# WS5 claim check (numeric, cross-domain)

This table is a **sanity check**: do we observe improvements in the currently available paper-level runs/tables?
Numbers are taken from the per-run JSON tables under `artifacts/tables/` (see manifest).

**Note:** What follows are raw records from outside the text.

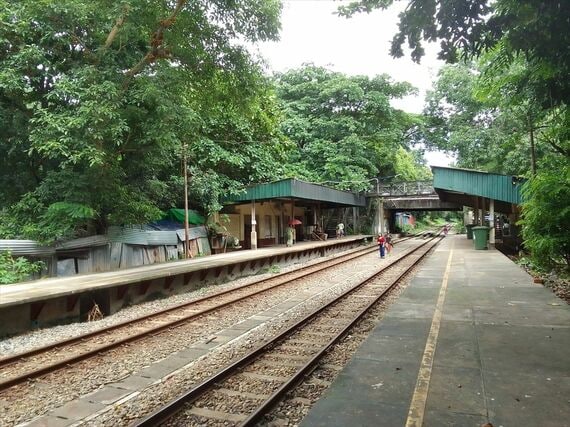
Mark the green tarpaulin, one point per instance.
(178, 216)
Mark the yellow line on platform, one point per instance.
(419, 399)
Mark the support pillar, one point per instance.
(381, 216)
(492, 221)
(253, 224)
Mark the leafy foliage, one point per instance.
(546, 216)
(98, 98)
(344, 128)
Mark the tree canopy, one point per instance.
(97, 100)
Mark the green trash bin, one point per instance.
(469, 228)
(480, 237)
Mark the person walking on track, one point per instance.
(389, 245)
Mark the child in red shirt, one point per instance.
(381, 241)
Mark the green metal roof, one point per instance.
(506, 188)
(295, 189)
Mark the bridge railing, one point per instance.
(416, 188)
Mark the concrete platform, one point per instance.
(53, 301)
(472, 340)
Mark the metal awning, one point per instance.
(300, 191)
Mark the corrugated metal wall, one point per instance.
(298, 189)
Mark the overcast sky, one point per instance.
(312, 33)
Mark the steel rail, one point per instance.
(10, 382)
(176, 405)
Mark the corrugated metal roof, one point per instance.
(506, 188)
(193, 233)
(25, 247)
(83, 242)
(293, 188)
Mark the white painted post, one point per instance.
(381, 215)
(253, 223)
(492, 221)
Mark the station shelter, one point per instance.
(494, 199)
(259, 216)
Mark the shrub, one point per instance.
(14, 270)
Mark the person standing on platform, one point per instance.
(340, 230)
(381, 241)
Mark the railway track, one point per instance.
(252, 385)
(20, 368)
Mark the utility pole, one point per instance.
(187, 252)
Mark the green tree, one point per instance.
(14, 270)
(534, 29)
(98, 98)
(344, 127)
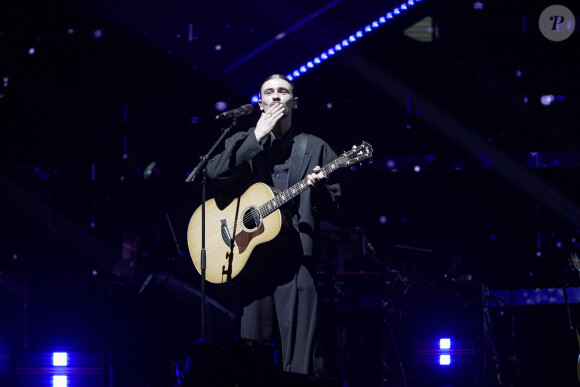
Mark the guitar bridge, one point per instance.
(226, 236)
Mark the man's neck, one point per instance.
(280, 130)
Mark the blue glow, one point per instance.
(60, 359)
(351, 39)
(59, 380)
(444, 343)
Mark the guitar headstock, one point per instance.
(356, 155)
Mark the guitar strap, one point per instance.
(297, 158)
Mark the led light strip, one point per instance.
(348, 41)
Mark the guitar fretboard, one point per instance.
(287, 195)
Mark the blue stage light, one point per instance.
(445, 343)
(59, 381)
(60, 359)
(444, 359)
(351, 39)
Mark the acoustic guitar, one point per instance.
(235, 228)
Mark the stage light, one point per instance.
(547, 99)
(351, 39)
(445, 343)
(59, 380)
(60, 359)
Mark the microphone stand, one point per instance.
(190, 178)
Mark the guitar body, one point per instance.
(233, 228)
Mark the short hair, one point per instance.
(278, 76)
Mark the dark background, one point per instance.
(114, 86)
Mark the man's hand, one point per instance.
(268, 120)
(314, 178)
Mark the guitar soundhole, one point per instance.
(251, 219)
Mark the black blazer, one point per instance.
(235, 169)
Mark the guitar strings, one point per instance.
(327, 169)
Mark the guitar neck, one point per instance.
(287, 195)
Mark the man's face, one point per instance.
(276, 91)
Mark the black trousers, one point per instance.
(293, 306)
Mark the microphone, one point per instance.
(235, 113)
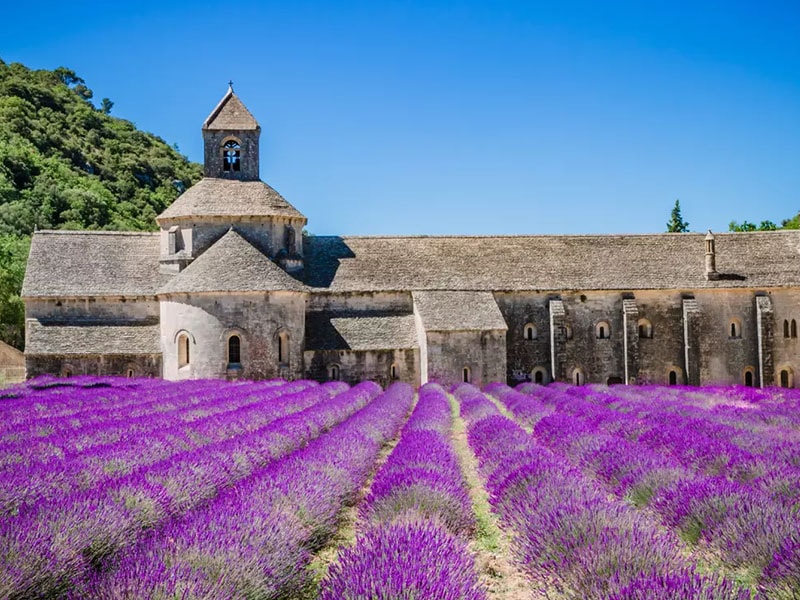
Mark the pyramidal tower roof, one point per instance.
(230, 113)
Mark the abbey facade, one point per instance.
(230, 288)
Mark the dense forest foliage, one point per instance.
(68, 164)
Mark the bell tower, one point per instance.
(230, 137)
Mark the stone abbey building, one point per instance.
(230, 288)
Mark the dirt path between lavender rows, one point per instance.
(497, 569)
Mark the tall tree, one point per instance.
(676, 223)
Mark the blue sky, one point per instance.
(463, 117)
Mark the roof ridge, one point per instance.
(557, 235)
(250, 120)
(93, 232)
(204, 275)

| Domain/run | Baseline → Method | Success (Δ) | SLO viol (Δ) | Tok after (Δ) | Lat P95 ms (Δ) | Wait ms/ep (Δ) | Deadlock (Δ) | Notes |
|---|---|---:|---:|---:|---:|---:|---:|---|
| Domain A (Habitat, spnoise, 30ep) | `nobrace_noprune` → `brace_prune_r0.7` | 100.0% (0.0pp) | 4.7% (-80.8pp) | 20.02 (-215.05) | 2500 (-177.07) | - (-) | - (-) | SPL=0.994 (Δ=0.00) |
| Domain A (Habitat, oracle, 30ep) | `nobrace_noprune` → `brace_prune_r0.7` | 100.0% (0.0pp) | 1.0% (-83.7pp) | 20.00 (-210.00) | 2487 (-175.86) | - (-) | - (-) | SPL=0.997 (Δ=0.00) |
| Domain B (RoboFactory, real LLM, 10ep) | `nobrace_none` → `brace_erecap_r0.7` | 100.0% (0.0pp) | 50.0% (-50.0pp) | 318.73 (-1247.63) | 1213 (-391.16) | 3546 (-5517.68) | 0.0% (0.0pp) | - |
| Domain B (RoboFactory, proxy tokenizer, 10ep) | `nobrace_none` → `brace_erecap_r0.7` | 100.0% (30.0pp) | 5.7% (-25.9pp) | 153.05 (-53.80) | 254 (-76.72) | 6930 (-1852.97) | 0.0% (-30.0pp) | - |
| Domain C (AirSimNH, paper runs, 10ep) | `baseline` → `brace_full` | 100.0% (0.0pp) | 4.7% (-95.3pp) | 1113.59 (-1820.55) | 1640 (-6880.00) | 0 (0.00) | 0.0% (0.0pp) | near_miss=29.2 (Δ=4.50); min_dist=1.895 (Δ=-0.07) |
| Domain C (AirSimNH, highest-frequency x1 check, 3ep) | `baseline` → `brace_full` | 100.0% (0.0pp) | 0.0% (-100.0pp) | 800.00 (-2383.09) | 1640 (-8624.00) | 0 (0.00) | 0.0% (0.0pp) | near_miss=21.7 (Δ=-21.67); min_dist=1.962 (Δ=1.54) |

## Interpretation notes (WS5)

- A domain can look “not better” in *Success* if success is already saturated (e.g., oracle executors).
- For BRACE vs non-BRACE attribution, prefer multi-agent domains (Domain B/C) and stability fields (deadlock/wait/churn).
- Budget-matched baselines (e.g., recency under fixed token budget) can be strong; the paper claim should emphasize tails/SLO + stability under context growth, not only point success in easy regimes.